Overcoming Typical Hybrid Motor Disadvantages
Unburned or residual propellant in the form of propellant grain slivers is a common problem with multiple port hybrids. This propellant “slivering” often occurs when the grain burns back to the point where the liquid propellant cannot or is impractical to reach the solid remnants. These slivers are thus not used in the propulsion system and become inert weight for the vehicle. By utilizing the decomposition mechanisms of hydrogen peroxide, the hybrid motor investigated by IN Space evenly and efficiently distributes the oxidizer in the combustion thereby minimizing these performance-detracting characteristics of hybrid motors.

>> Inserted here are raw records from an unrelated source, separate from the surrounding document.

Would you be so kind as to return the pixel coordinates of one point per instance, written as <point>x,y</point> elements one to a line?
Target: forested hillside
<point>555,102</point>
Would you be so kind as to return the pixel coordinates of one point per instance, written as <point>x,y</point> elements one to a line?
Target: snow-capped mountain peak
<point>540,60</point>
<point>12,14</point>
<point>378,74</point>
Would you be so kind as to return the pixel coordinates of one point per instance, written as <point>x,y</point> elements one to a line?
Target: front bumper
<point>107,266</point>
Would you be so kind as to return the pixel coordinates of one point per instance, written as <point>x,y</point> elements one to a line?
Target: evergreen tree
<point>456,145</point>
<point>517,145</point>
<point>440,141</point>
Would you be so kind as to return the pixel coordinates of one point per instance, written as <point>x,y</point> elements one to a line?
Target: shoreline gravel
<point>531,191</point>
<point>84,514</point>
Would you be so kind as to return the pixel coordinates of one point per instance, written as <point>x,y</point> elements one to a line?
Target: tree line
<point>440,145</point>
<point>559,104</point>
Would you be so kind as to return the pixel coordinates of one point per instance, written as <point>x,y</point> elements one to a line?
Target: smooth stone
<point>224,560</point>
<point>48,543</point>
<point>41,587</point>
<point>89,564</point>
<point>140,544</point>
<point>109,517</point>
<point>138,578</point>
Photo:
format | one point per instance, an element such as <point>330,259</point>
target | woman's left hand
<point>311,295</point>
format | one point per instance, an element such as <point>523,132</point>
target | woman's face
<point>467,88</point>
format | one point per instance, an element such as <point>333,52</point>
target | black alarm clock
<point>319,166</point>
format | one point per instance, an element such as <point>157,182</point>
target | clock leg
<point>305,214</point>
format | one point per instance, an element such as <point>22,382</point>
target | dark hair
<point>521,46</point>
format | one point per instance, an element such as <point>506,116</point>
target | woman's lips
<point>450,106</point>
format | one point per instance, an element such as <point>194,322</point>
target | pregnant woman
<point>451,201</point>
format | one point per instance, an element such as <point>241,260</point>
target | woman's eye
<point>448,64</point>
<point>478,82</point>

Low regression rates are also a typical drawback of hybrid motors, which lead designers to use multiple fuel grain ports to achieve desired thrust levels. This, in turn, leads to propellant slivering and lower volume efficiency of the propulsion system. Test firings of the hybrid motor technologies investigated in this research effort reached regression rates over 0.11 inches per second with advanced fuel grains. These high regression rates permit fewer fuel grain ports – even single ports are possible for upper stage thrust scales – which results in a smaller and lower inert weight propulsion system.
Substantial throttling capabilities were demonstrated through testing in relevant mission scenarios. Throttle-down tests (video below; high quality video on the Multimedia page) exhibited a 10:1 throttling ratio with stable combustion across the entire range. Boost/Sustain thrust profiles were also tested with 75%, 50%, and lower sustain-to-boost chamber pressure ratios with rapid throttle-up. Testing also verified that throttling up from the nominal conditions by modest amounts to maintain the optimum mixture ratio was possible. Similarly, the hybrid motor can be throttled to decrease a vehicle’s acceleration and lessen aerodynamic forces or to maintain the optimum mixture ratio for maximum delivered impulse efficiency.
The use of an energetic monopropellant as the oxidizer in the hybrid motor affords several paths to achieving effective ignition of the fuel without a separate, consumable ignition system. This passive ignition feature allows the propulsion system to be restarted or pulsed any number of times so long as propellant remains. Relight of a rocket motor can be useful for a variety of mission scenarios that may benefit from utilizing the same stage following a coast phase including a circularization burn with an upper stage for Low Earth Orbit insertion, lunar orbit insertion using the Earth departure stage, or using a launch stage for a pulsed or throttled operation to achieve a soft landing. Further, multiple start capability is a significant safety advantage for human-rated launch vehicles and a requirement for steering and attitude control systems during launch, on orbit, or in rendezvous.
The hybrid motor concept investigated by IN Space on the 150 lbf thrust scale explored two different ignition approaches in dozens of test firings. Chamber pressure data of optimized conditions showed reliable, repeatable ignition events followed by stable combustion indicating utility of the hybrid motor in relight scenarios.